Each student in group A is instructed to flip a coin 100 times and record the resulting sequence of heads and tails. Each student in group B is instructed to merely pretend to have done so, and write down the fictional sequence. The sequences are submitted anonymously to the professor, but invariably the professor correctly determines which group they belong to.
Take a look at the example at right. If you were the professor would you assume it comes from group A or from group B? Would it strike you as suspicious that the first six tosses alternate between T and H with perfect regularity, or that starting with toss 12, there are five H’s in a row?
Actually, if you were the professor, and if your students were naive in such matters, as freshmen presumably would be, you wouldn’t hesitate to assign this example to group A. The reason has to do with a common misconception that strings of consecutive T’s, consecutive H’s, or any repeating pattern such as THTHTH, are extremely unlikely to occur in the real world, and therefore to be avoided like the plague when falsifying data. In other words, unsophisticated fraudsters would make their data overly homogenous, and it simply would not look like this example.
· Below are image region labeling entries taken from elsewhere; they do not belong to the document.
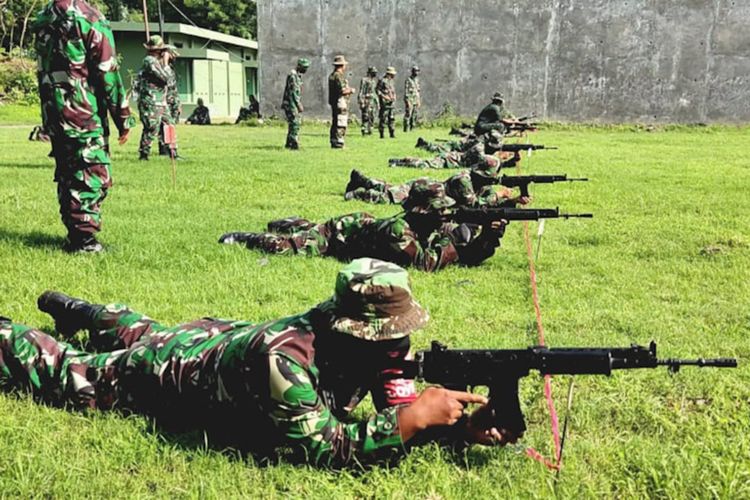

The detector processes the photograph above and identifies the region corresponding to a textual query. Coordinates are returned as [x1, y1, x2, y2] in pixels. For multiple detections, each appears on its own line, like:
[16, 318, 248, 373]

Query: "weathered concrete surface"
[258, 0, 750, 122]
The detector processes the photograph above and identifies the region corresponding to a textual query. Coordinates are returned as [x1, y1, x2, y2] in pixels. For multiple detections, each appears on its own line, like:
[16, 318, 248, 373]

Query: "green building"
[112, 22, 260, 120]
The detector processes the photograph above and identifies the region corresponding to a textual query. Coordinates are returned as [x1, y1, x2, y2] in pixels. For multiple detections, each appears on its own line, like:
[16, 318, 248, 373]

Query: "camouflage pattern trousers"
[138, 104, 172, 156]
[330, 108, 349, 148]
[404, 100, 419, 132]
[0, 304, 246, 414]
[285, 110, 302, 149]
[55, 139, 112, 241]
[378, 105, 396, 137]
[360, 104, 376, 135]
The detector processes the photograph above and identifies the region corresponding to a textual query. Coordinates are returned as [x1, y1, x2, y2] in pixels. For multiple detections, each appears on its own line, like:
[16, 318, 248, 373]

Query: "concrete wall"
[258, 0, 750, 122]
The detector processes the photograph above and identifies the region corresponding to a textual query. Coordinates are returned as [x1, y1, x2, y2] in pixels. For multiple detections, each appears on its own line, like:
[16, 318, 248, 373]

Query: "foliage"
[0, 121, 750, 499]
[0, 52, 39, 104]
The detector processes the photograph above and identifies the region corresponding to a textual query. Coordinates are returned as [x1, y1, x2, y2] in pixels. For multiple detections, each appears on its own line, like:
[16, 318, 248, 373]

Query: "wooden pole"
[143, 0, 151, 42]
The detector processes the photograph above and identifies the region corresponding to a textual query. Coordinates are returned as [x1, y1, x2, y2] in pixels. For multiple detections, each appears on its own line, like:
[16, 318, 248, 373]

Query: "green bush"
[0, 53, 39, 104]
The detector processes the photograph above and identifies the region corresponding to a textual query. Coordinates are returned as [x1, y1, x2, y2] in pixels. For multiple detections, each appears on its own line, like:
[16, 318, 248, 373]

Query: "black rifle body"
[404, 342, 737, 435]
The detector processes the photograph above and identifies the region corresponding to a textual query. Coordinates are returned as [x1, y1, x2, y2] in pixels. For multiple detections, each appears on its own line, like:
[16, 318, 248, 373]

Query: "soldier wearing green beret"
[33, 0, 135, 252]
[357, 66, 379, 135]
[0, 258, 517, 466]
[377, 66, 396, 139]
[280, 57, 310, 149]
[328, 55, 354, 149]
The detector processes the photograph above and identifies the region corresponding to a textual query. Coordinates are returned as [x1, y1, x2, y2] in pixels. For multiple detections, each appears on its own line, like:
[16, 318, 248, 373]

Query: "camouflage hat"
[471, 155, 500, 179]
[143, 35, 175, 50]
[318, 258, 430, 341]
[401, 179, 456, 214]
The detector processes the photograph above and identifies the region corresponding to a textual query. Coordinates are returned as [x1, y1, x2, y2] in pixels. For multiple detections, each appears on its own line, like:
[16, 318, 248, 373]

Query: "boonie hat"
[401, 179, 456, 214]
[318, 258, 430, 341]
[143, 35, 176, 50]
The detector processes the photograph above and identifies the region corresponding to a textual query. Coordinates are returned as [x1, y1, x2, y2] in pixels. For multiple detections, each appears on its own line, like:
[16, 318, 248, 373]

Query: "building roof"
[110, 21, 258, 49]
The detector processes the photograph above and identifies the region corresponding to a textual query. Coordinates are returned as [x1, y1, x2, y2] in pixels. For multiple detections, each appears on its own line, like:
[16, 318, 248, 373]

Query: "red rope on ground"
[516, 147, 562, 470]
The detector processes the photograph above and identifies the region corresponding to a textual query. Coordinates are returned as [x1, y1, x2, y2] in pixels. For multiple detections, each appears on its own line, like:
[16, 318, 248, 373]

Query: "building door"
[210, 61, 230, 117]
[228, 62, 245, 114]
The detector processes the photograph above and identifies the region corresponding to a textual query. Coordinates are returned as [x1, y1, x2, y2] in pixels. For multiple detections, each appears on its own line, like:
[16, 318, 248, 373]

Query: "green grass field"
[0, 108, 750, 499]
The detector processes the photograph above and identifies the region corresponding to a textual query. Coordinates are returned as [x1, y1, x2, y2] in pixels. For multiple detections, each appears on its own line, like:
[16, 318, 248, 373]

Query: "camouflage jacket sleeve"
[269, 352, 403, 466]
[282, 73, 302, 112]
[383, 217, 458, 271]
[79, 15, 135, 133]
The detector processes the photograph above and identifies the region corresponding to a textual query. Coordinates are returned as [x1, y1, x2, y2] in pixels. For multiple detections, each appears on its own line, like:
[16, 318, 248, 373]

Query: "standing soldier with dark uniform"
[474, 92, 519, 136]
[159, 45, 182, 159]
[282, 57, 310, 149]
[404, 66, 422, 132]
[328, 55, 354, 149]
[34, 0, 134, 252]
[138, 35, 174, 160]
[377, 66, 396, 139]
[359, 66, 378, 135]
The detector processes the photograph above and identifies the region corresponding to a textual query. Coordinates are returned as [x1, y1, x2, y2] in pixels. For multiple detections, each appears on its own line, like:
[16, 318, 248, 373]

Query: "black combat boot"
[63, 235, 104, 253]
[219, 232, 259, 245]
[344, 168, 365, 193]
[36, 290, 104, 337]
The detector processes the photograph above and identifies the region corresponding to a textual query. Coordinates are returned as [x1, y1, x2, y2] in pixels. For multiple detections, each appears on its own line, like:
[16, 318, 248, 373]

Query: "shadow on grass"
[0, 228, 65, 251]
[0, 163, 55, 170]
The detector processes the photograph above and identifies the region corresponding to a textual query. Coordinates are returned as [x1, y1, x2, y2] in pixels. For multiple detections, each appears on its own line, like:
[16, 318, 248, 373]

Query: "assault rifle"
[494, 175, 588, 196]
[399, 341, 737, 436]
[494, 144, 557, 153]
[441, 207, 594, 226]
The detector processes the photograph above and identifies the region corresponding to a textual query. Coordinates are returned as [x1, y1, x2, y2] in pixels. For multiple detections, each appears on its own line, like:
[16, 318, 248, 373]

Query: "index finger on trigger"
[448, 391, 489, 404]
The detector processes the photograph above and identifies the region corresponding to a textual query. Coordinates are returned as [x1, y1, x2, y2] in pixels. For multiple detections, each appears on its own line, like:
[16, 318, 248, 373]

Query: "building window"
[174, 59, 193, 103]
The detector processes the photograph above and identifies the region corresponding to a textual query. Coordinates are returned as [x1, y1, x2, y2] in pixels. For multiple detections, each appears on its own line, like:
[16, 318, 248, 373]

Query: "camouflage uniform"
[138, 44, 175, 158]
[185, 98, 211, 125]
[388, 142, 520, 169]
[0, 259, 429, 465]
[474, 92, 513, 136]
[280, 59, 310, 149]
[33, 0, 134, 249]
[159, 64, 182, 155]
[344, 170, 515, 207]
[328, 57, 349, 148]
[377, 68, 396, 139]
[219, 180, 502, 271]
[358, 68, 378, 135]
[404, 70, 422, 132]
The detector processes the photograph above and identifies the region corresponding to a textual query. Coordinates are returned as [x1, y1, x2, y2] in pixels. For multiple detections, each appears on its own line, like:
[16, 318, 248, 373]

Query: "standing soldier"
[359, 66, 378, 135]
[404, 66, 422, 132]
[34, 0, 134, 252]
[328, 55, 354, 149]
[377, 66, 396, 139]
[138, 35, 175, 161]
[282, 57, 310, 149]
[159, 45, 182, 159]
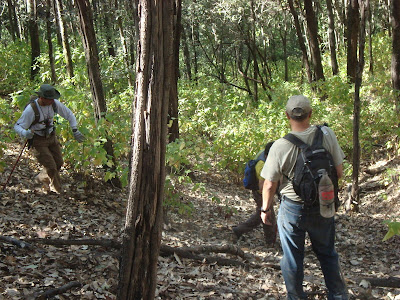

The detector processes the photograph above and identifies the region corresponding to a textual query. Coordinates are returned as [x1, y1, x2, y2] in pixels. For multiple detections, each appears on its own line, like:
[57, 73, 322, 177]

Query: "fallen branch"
[35, 281, 82, 300]
[28, 239, 121, 249]
[167, 245, 246, 259]
[160, 245, 280, 270]
[18, 239, 280, 270]
[0, 235, 32, 249]
[359, 277, 400, 288]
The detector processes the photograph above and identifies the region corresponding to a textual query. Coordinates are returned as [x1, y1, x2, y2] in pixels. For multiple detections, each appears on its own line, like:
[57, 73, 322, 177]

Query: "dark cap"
[286, 95, 311, 117]
[36, 84, 61, 99]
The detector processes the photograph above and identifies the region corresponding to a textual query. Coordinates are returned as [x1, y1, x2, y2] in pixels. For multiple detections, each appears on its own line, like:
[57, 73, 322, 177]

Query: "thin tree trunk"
[326, 0, 339, 75]
[117, 0, 176, 300]
[46, 0, 57, 83]
[56, 0, 74, 78]
[347, 0, 360, 83]
[76, 0, 121, 187]
[114, 0, 134, 87]
[368, 1, 374, 74]
[168, 0, 182, 142]
[181, 25, 192, 81]
[391, 0, 400, 112]
[288, 0, 312, 83]
[304, 0, 325, 81]
[28, 0, 40, 80]
[350, 0, 369, 212]
[7, 0, 21, 42]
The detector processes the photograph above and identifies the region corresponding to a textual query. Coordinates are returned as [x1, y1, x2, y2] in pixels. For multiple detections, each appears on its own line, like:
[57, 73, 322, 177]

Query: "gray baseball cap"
[286, 95, 311, 117]
[36, 84, 61, 99]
Here’s a different, but related exercise: divide the students into groups A and B, but this time the students in group A will research and record 1,000 actual receipt totals from the campus business office, and, you guessed it, group B will fake 1,000 entries of the same.
Again the professor will have no trouble differentiating the real list from the fake one, because our hypothetical freshmen are extremely unlikely to be familiar with Benford’s Law (a.k.a., the “First-Digit Law”), which states that for many real-world data sets, the left-most digit will be 1 approximately 30.1% of the time, 2 approximately 17.6% of the time, and so on through the digits until 9, which will appear as the first digit about 4.6% of the time.
The students are also unlikely to be familiar with today’s demo file, Benfords-Law, which is based on one presented by John Allen of Allen & Allen Semiotics at an FM-DiSC meeting earlier this year. Thank you John for permission to share it here (and come to think of it, for introducing me to Benford’s Law in the first place).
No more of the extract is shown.